- Coordinates: 46°42′N 71°17′W﻿ / ﻿46.700°N 71.283°W
- Country: Canada
- Province: Quebec
- Region: Chaudière-Appalaches
- Effective: January 1982
- Dissolved: December 31, 2001

Government
- • Type: Prefecture

Area
- • Total: 419 km^{2} (162 sq mi)
- • Land: 422.26 km^{2} (163.04 sq mi)
- There is an apparent contradiction between two authoritative sources

Population (2001)
- • Total: 78,808
- • Density: 186.6/km^{2} (483/sq mi)
- • Change (1996–2001): ▲4.2%
- • Dwellings: 30,179
- Time zone: UTC−5 (EST)
- • Summer (DST): UTC−4 (EDT)
- Area code: 418

= Les Chutes-de-la-Chaudière Regional County Municipality =

Les Chutes-de-la-Chaudière (/fr/) was a regional county municipality and census division in Quebec. It and Desjardins Regional County Municipality were formed from the division of Lévis County in the 1980s.
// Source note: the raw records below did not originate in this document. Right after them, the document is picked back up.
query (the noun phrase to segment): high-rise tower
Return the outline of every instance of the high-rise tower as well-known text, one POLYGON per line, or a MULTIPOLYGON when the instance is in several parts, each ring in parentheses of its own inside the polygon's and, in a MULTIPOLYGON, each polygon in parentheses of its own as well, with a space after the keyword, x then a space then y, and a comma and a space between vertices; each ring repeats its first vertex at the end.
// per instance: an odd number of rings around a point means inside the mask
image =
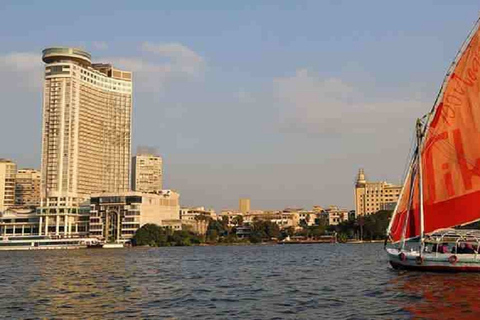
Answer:
POLYGON ((248 213, 250 211, 250 199, 241 198, 240 201, 238 201, 238 210, 243 214, 248 213))
POLYGON ((162 191, 162 157, 138 154, 132 159, 132 190, 158 193, 162 191))
MULTIPOLYGON (((55 227, 48 218, 43 226, 59 234, 59 223, 90 194, 128 190, 132 73, 92 64, 88 52, 75 48, 48 48, 42 59, 41 197, 48 209, 41 212, 60 216, 55 227)), ((63 232, 70 231, 65 223, 63 232)))

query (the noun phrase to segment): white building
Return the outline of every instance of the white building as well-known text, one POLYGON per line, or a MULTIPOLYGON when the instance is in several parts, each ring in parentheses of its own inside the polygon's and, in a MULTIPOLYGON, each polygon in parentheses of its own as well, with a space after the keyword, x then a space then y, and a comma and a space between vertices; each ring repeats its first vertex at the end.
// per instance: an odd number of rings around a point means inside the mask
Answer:
POLYGON ((331 226, 336 226, 341 222, 348 221, 349 218, 349 211, 337 206, 329 206, 327 209, 324 209, 323 212, 328 218, 328 224, 331 226))
POLYGON ((300 210, 298 211, 298 217, 301 224, 311 227, 315 225, 317 213, 314 211, 300 210))
MULTIPOLYGON (((61 221, 78 229, 80 204, 92 193, 129 189, 132 73, 92 64, 88 52, 75 48, 48 48, 42 59, 39 214, 50 233, 61 221)), ((69 230, 63 235, 72 236, 69 230)))
POLYGON ((37 236, 38 222, 35 209, 7 209, 0 213, 0 237, 37 236))
POLYGON ((132 190, 159 192, 162 190, 162 157, 139 154, 132 158, 132 190))
POLYGON ((205 207, 180 209, 182 224, 188 226, 191 231, 198 234, 205 234, 210 221, 216 218, 217 215, 213 209, 205 209, 205 207))
POLYGON ((180 195, 171 190, 105 193, 90 199, 90 236, 125 242, 147 223, 180 229, 180 195))
POLYGON ((7 159, 0 159, 0 212, 15 205, 16 173, 15 163, 7 159))

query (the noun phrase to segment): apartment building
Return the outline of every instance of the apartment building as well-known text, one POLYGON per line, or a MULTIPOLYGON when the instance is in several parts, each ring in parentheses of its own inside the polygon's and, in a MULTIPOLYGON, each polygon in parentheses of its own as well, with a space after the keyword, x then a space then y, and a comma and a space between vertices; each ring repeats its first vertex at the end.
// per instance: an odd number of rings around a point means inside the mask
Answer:
POLYGON ((132 191, 159 192, 163 186, 162 157, 138 154, 132 158, 132 191))
POLYGON ((370 215, 379 210, 393 210, 402 186, 386 181, 367 181, 363 169, 358 171, 355 183, 355 212, 357 216, 370 215))
POLYGON ((40 205, 40 171, 19 169, 15 179, 15 205, 40 205))
POLYGON ((15 175, 17 165, 10 160, 0 159, 0 212, 15 205, 15 175))

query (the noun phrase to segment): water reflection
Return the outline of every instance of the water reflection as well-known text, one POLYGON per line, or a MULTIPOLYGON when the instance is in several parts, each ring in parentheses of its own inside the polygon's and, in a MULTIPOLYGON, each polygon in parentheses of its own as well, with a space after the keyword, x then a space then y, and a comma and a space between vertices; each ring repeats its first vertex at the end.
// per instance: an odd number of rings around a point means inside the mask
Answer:
POLYGON ((480 275, 398 273, 382 245, 0 252, 6 319, 480 318, 480 275))
POLYGON ((479 281, 480 274, 404 272, 391 289, 405 295, 395 303, 415 318, 478 319, 479 281))
POLYGON ((132 303, 140 300, 141 290, 131 283, 135 278, 122 255, 57 251, 48 257, 35 254, 35 258, 35 280, 25 297, 34 302, 33 314, 48 318, 140 317, 140 309, 132 308, 132 303))

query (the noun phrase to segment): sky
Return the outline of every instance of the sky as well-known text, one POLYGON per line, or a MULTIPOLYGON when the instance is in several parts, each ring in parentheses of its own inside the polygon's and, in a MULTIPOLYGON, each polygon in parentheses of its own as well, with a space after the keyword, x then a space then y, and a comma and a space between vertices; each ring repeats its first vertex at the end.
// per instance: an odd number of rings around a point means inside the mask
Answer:
POLYGON ((41 51, 134 72, 133 146, 182 206, 353 208, 401 183, 478 1, 1 1, 0 158, 40 167, 41 51))

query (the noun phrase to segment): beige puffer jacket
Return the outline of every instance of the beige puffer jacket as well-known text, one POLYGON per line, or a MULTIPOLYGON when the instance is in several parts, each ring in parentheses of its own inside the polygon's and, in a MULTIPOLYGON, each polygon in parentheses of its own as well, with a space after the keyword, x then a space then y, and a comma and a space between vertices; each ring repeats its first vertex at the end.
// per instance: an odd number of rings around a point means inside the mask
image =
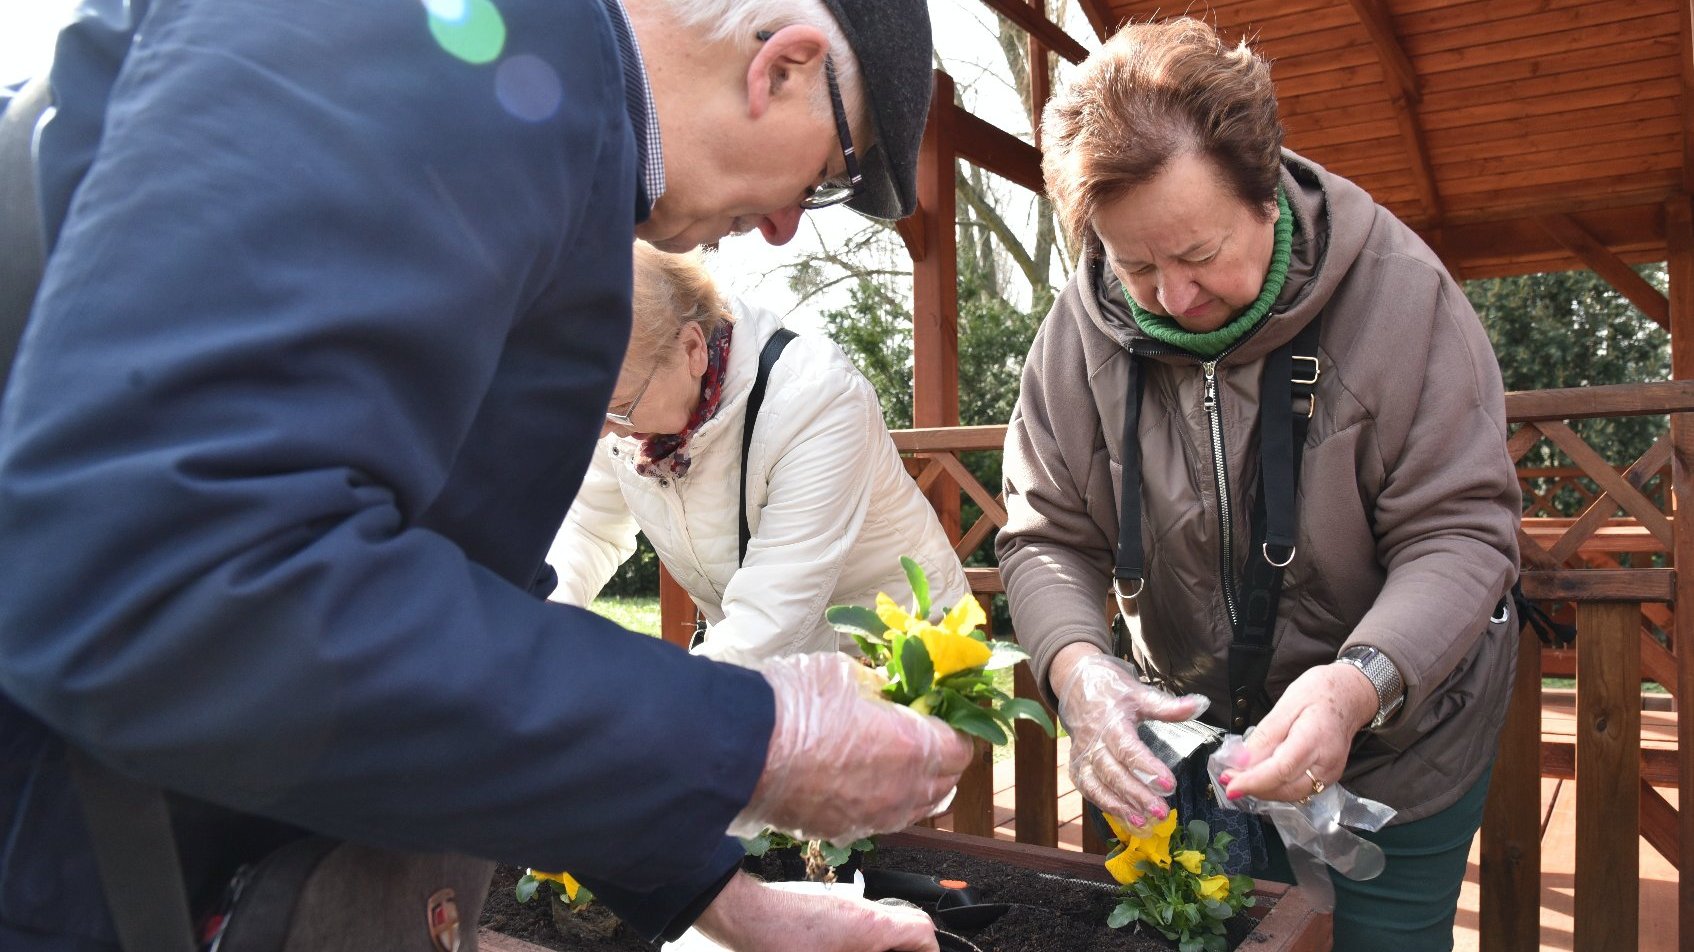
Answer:
MULTIPOLYGON (((1247 555, 1266 354, 1323 314, 1317 405, 1267 687, 1345 646, 1385 652, 1406 703, 1354 747, 1343 782, 1399 810, 1454 802, 1492 762, 1516 639, 1490 615, 1517 576, 1520 498, 1499 367, 1463 292, 1405 225, 1351 182, 1285 153, 1293 264, 1275 307, 1216 367, 1232 584, 1247 555)), ((1018 639, 1046 684, 1065 645, 1110 650, 1130 357, 1145 335, 1085 259, 1037 335, 1006 436, 1001 571, 1018 639)), ((1144 359, 1146 589, 1136 660, 1225 710, 1230 624, 1219 488, 1198 360, 1144 359)))
POLYGON ((929 577, 936 608, 970 590, 947 541, 882 423, 870 382, 828 338, 802 334, 771 368, 753 430, 740 561, 741 433, 759 352, 782 327, 774 313, 730 301, 735 333, 717 414, 689 441, 681 478, 635 471, 637 441, 607 436, 547 561, 553 601, 587 605, 635 551, 637 530, 699 606, 709 630, 696 651, 758 667, 771 658, 853 649, 824 612, 874 605, 878 592, 909 603, 900 567, 929 577))

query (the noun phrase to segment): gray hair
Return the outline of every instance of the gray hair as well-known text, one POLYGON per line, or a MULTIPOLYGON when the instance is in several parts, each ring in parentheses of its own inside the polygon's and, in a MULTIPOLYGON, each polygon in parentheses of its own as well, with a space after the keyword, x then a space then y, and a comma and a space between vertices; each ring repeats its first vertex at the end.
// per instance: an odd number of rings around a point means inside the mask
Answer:
MULTIPOLYGON (((785 26, 810 26, 823 32, 829 40, 830 59, 835 63, 835 80, 841 87, 841 101, 847 116, 854 120, 854 134, 871 128, 869 110, 865 108, 864 89, 859 83, 859 60, 847 43, 841 24, 824 6, 823 0, 664 0, 666 7, 679 24, 701 31, 708 43, 728 41, 747 50, 757 48, 761 30, 775 32, 785 26)), ((829 94, 818 84, 819 102, 827 114, 829 94)))

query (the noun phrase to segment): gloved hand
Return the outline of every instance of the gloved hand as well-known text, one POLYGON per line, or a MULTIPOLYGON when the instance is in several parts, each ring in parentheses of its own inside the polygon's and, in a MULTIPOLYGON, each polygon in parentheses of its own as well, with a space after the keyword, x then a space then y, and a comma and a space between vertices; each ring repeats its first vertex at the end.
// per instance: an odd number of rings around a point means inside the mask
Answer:
POLYGON ((772 827, 850 843, 902 829, 938 812, 970 763, 970 738, 877 697, 870 669, 846 655, 791 655, 761 673, 776 694, 776 725, 732 836, 772 827))
POLYGON ((1059 719, 1070 733, 1070 772, 1076 789, 1095 806, 1144 826, 1164 819, 1164 796, 1176 779, 1136 736, 1143 720, 1186 721, 1210 704, 1190 694, 1172 697, 1143 684, 1124 661, 1091 645, 1066 646, 1054 659, 1053 691, 1059 719))
POLYGON ((694 928, 735 952, 936 952, 935 923, 915 906, 786 892, 736 873, 694 928), (802 938, 803 937, 803 938, 802 938))

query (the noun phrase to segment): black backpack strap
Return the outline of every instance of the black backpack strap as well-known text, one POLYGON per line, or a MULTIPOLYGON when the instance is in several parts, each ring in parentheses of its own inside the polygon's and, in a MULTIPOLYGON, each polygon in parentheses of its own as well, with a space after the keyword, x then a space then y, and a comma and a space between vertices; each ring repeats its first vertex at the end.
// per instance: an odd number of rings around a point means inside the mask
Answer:
POLYGON ((1535 637, 1541 639, 1542 644, 1549 648, 1569 648, 1576 644, 1576 626, 1554 621, 1552 615, 1530 601, 1523 594, 1523 579, 1512 583, 1507 598, 1517 608, 1518 620, 1535 629, 1535 637))
MULTIPOLYGON (((1147 584, 1147 552, 1141 544, 1141 397, 1145 390, 1141 358, 1129 352, 1129 386, 1123 401, 1123 486, 1118 492, 1118 548, 1112 566, 1112 597, 1118 618, 1127 620, 1129 603, 1147 584)), ((1120 641, 1123 639, 1120 637, 1120 641)), ((1119 653, 1127 657, 1127 645, 1119 653)))
POLYGON ((759 375, 753 379, 753 391, 747 395, 747 417, 741 423, 741 547, 737 550, 740 552, 737 565, 747 561, 747 546, 753 541, 753 530, 747 525, 747 454, 753 448, 753 427, 759 420, 759 407, 765 402, 765 385, 770 383, 771 368, 782 356, 782 349, 798 336, 786 327, 779 327, 765 341, 764 349, 759 351, 759 375))
POLYGON ((194 952, 188 890, 164 793, 75 747, 67 756, 118 941, 129 952, 194 952))
POLYGON ((1318 334, 1322 315, 1265 358, 1259 383, 1259 492, 1252 544, 1242 567, 1240 624, 1229 646, 1229 725, 1244 731, 1271 708, 1265 680, 1275 650, 1283 575, 1296 554, 1296 499, 1306 432, 1317 407, 1318 334), (1285 402, 1275 395, 1286 388, 1285 402), (1299 412, 1303 411, 1303 412, 1299 412))

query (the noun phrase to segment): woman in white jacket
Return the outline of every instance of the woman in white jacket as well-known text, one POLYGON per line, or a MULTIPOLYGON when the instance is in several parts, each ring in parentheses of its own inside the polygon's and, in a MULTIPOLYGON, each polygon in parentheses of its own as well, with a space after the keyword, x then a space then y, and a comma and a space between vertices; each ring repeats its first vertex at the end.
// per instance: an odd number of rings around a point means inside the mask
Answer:
POLYGON ((827 338, 801 335, 770 372, 748 450, 742 427, 759 354, 781 320, 726 302, 692 255, 637 242, 635 325, 594 464, 548 554, 554 601, 586 605, 645 533, 709 626, 695 651, 756 667, 848 647, 831 605, 911 600, 900 557, 932 604, 969 590, 934 510, 883 426, 876 391, 827 338))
It ceased to exist when most of it, along with most of Desjardins RCM, amalgamated into the expanded city of Lévis on January 1, 2002.

==Subdivisions==
Les Chutes-de-la-Chaudière RCM consisted of:
- Charny
- Saint-Étienne-de-Lauzon
- Saint-Jean-Chrysostome
- Saint-Nicolas
- Saint-Lambert-de-Lauzon
- Saint-Rédempteur
- Saint-Romuald
- Sainte-Hélène-de-Breakeyville

==Dissolution==
When Les Chutes-de-la-Chaudière RCM was dissolved, nearly all of its components amalgamated into the newly expanded Lévis:

- Saint-Étienne-de-Lauzon, Saint-Nicolas, Saint-Redempteur composed the borough of Les Chutes-de-la-Chaudière-Ouest.
- Charny, Saint-Jean-Chrysostome, Saint-Romuald, and Sainte-Hélène-de-Breakeyville composed the borough of Les Chutes-de-la-Chaudière-Est.
- Saint-Lambert-de-Lauzon remained independent and joined La Nouvelle-Beauce Regional County Municipality.